Aller voir en 2017 une comédie dont le fil directeur est le retour d'un frère converti à un Islam intégriste est un pari. Est-ce que le sujet, grave et pesant, sera abordé de façon superficielle, ou bien le film posera-t-il, via le ton de l'humour, de bonnes questions?
Seulement, le retour du frère n'est que l'élément déclencheur d'un récit sophistiqué, au sens positif du terme. La trame va bien au-delà.
C'est même tout un programme philosophique: la rencontre du féminisme, du communisme, de l'intégrisme, de l'élitisme. Remplacer ces borborygmes par la mère, le père, le frère, le couple, et voilà la clé de réussite du film: les grandes idées laissent place à des personnes, des personnalités, du vivant.
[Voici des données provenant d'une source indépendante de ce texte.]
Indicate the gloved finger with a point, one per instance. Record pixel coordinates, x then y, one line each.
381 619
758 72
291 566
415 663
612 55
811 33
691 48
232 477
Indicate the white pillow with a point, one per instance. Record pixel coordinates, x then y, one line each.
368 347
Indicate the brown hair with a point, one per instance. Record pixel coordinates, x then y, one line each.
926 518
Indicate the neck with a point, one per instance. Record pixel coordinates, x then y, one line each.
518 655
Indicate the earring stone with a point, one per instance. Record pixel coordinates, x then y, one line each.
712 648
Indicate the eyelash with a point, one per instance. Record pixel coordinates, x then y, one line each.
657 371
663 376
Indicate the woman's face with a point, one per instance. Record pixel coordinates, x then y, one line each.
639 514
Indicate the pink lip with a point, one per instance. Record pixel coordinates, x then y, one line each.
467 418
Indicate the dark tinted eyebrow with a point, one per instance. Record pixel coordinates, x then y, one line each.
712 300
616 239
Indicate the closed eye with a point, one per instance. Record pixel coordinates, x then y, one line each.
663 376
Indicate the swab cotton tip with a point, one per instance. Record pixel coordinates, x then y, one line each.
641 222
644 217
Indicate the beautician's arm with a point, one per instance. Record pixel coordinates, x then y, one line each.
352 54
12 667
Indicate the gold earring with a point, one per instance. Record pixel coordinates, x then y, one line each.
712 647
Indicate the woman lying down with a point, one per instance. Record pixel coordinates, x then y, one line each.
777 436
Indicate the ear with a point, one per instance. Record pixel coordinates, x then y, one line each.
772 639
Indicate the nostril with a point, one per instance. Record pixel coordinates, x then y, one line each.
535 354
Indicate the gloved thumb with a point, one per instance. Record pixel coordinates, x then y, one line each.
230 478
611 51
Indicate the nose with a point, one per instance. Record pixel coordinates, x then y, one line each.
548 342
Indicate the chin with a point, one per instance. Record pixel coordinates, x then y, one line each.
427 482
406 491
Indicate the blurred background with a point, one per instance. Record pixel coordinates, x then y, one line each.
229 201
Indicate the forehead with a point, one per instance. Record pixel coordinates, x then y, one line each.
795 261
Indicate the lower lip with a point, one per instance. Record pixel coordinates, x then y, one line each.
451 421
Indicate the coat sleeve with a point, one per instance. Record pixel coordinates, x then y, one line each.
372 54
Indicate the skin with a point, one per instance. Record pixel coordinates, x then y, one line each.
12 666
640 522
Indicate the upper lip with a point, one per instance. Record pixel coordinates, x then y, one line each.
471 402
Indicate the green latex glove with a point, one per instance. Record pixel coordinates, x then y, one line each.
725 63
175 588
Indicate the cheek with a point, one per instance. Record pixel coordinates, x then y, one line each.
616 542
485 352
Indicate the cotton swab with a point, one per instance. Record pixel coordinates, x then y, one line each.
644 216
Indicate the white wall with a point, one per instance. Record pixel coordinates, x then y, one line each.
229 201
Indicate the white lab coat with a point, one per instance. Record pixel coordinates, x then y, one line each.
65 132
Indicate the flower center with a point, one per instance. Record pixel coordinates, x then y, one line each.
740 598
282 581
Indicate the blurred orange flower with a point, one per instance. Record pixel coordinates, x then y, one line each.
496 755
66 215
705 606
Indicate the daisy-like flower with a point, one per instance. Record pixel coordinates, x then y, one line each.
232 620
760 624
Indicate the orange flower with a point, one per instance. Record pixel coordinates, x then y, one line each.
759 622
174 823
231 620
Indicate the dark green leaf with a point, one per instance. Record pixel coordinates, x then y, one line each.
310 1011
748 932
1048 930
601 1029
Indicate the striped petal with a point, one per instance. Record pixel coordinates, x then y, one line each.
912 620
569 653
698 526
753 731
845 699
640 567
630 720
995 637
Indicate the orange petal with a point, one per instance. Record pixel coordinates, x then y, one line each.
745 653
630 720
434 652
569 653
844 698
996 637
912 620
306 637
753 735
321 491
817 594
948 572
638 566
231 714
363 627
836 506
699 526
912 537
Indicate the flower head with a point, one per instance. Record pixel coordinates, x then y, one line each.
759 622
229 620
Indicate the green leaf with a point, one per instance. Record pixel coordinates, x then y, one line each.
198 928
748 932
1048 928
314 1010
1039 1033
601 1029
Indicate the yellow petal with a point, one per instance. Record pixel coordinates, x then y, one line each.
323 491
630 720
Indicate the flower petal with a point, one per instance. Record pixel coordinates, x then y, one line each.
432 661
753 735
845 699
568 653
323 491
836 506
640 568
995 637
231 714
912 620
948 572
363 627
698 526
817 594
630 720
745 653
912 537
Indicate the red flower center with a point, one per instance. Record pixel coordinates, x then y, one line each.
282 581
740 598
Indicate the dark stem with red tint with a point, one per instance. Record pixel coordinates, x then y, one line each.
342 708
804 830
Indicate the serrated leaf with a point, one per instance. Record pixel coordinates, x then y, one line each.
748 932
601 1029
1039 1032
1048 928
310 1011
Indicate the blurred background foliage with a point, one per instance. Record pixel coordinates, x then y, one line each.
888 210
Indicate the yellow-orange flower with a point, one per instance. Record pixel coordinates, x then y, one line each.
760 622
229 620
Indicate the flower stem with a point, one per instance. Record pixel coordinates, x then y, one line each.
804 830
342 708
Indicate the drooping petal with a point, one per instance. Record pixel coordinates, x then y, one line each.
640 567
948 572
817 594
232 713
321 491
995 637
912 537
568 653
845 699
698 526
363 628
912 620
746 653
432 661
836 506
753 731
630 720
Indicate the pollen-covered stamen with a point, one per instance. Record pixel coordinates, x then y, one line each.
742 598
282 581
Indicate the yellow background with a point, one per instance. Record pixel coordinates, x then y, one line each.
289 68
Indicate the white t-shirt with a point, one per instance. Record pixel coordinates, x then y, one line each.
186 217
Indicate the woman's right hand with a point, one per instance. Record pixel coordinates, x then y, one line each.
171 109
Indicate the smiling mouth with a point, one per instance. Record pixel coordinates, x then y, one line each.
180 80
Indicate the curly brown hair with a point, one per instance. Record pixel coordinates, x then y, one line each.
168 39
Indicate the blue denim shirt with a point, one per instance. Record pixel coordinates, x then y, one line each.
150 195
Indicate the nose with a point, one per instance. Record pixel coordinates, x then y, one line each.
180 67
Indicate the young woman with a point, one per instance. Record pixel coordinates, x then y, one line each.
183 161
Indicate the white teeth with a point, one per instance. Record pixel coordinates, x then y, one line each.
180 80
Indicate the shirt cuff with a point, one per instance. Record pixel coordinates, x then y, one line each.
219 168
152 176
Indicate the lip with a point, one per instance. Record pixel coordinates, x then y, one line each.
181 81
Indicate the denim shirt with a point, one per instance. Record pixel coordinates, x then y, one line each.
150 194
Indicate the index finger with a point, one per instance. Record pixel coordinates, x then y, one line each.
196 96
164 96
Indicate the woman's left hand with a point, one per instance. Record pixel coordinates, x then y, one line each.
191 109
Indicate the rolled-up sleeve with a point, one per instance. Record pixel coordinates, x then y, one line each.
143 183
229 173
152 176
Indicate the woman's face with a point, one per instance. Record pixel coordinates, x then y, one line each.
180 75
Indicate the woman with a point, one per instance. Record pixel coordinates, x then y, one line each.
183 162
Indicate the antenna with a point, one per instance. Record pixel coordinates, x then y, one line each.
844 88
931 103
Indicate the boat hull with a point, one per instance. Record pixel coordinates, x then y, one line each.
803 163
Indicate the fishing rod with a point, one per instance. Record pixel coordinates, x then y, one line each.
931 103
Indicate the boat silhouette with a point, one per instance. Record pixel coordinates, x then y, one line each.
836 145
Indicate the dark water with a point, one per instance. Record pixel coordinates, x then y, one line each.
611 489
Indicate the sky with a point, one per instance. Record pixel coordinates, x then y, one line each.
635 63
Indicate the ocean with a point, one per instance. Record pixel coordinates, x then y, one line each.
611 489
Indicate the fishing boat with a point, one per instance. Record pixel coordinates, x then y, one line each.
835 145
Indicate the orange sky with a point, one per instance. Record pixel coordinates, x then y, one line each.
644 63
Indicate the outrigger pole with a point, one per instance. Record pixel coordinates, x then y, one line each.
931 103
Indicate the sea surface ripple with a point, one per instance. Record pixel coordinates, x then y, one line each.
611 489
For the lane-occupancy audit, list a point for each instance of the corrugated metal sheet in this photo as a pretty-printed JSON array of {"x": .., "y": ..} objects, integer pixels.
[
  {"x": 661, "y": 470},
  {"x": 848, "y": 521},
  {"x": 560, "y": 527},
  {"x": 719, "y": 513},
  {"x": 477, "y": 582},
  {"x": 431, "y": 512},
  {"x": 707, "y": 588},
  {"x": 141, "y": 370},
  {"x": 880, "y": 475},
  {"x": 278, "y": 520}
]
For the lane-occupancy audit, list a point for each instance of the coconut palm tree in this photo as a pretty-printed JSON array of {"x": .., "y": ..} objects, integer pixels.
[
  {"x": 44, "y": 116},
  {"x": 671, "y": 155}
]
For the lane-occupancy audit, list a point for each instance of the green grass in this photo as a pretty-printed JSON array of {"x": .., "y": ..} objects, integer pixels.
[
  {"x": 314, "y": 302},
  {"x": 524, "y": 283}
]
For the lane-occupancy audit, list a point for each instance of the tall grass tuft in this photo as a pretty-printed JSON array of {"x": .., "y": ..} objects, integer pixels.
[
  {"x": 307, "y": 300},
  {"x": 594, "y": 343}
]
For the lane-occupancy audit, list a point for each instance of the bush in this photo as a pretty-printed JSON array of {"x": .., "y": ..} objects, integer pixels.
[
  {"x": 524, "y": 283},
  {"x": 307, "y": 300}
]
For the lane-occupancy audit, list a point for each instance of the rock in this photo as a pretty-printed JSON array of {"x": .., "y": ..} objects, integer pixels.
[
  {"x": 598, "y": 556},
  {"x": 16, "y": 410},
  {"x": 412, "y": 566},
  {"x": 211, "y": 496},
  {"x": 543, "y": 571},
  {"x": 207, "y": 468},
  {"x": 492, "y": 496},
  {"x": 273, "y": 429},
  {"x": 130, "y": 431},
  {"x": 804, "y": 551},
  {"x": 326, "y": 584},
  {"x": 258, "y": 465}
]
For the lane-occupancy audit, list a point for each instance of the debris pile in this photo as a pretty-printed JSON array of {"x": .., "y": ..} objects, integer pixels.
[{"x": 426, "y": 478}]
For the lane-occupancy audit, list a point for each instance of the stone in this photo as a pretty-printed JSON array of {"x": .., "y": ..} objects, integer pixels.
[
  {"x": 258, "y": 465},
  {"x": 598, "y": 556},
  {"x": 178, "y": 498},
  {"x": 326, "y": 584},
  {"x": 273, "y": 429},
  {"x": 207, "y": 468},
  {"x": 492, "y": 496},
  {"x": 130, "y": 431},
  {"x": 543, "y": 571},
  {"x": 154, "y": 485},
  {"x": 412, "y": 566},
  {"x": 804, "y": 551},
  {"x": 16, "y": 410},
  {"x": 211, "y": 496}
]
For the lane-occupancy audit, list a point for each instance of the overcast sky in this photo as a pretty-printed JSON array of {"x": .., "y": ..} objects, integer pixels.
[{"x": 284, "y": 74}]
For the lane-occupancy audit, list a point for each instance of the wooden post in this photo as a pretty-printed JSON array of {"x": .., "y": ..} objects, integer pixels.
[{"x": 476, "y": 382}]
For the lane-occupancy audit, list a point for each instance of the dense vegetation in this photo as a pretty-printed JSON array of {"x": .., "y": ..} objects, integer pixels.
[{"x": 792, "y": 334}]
Camus, penseur on ne peut plus vivace, rappelle la logique mortifiante du culte des idé(ologi)es: "Mourir pour l'idée, c'est la seule façon d'être à la hauteur de l'idée". Dans ce film, cherchez l'idée, vous trouverez la vie, vous trouvez l'humain.
C'est même tout un jeu esthétique avec le voile intégral, jeu autant osé que maîtrisé : tantôt voile encombrant, impersonnel ; tantôt toile recueillant les désirs charnels.
J'aimerais citer les mots de la réalisatrice Sou Abadi, qui rappelle le tour de force et de beauté du film: célébrer "la spiritualité sans en faire un drapeau politique". Ce sont autant les vers que les versets, ce sont William Shakespeare, Victor Hugo et Mahmoud Darwich qui annoncent la victoire de l'humain et de l'amour sur l'obscurantisme et le rejet de l'autre.
Les voix des personnages sont un bel écho aux paroles de Jean Gaudé dans son roman "Ecoutez nos défaites" (2016): "Nous avons lu de la poésie depuis trop longtemps, nous avons admiré des mosaïques trop longtemps, il ne peut y avoir de renoncement". Ne pas renoncer à aimer, à lire, à vagabonder, et à rire, à rire, à rire!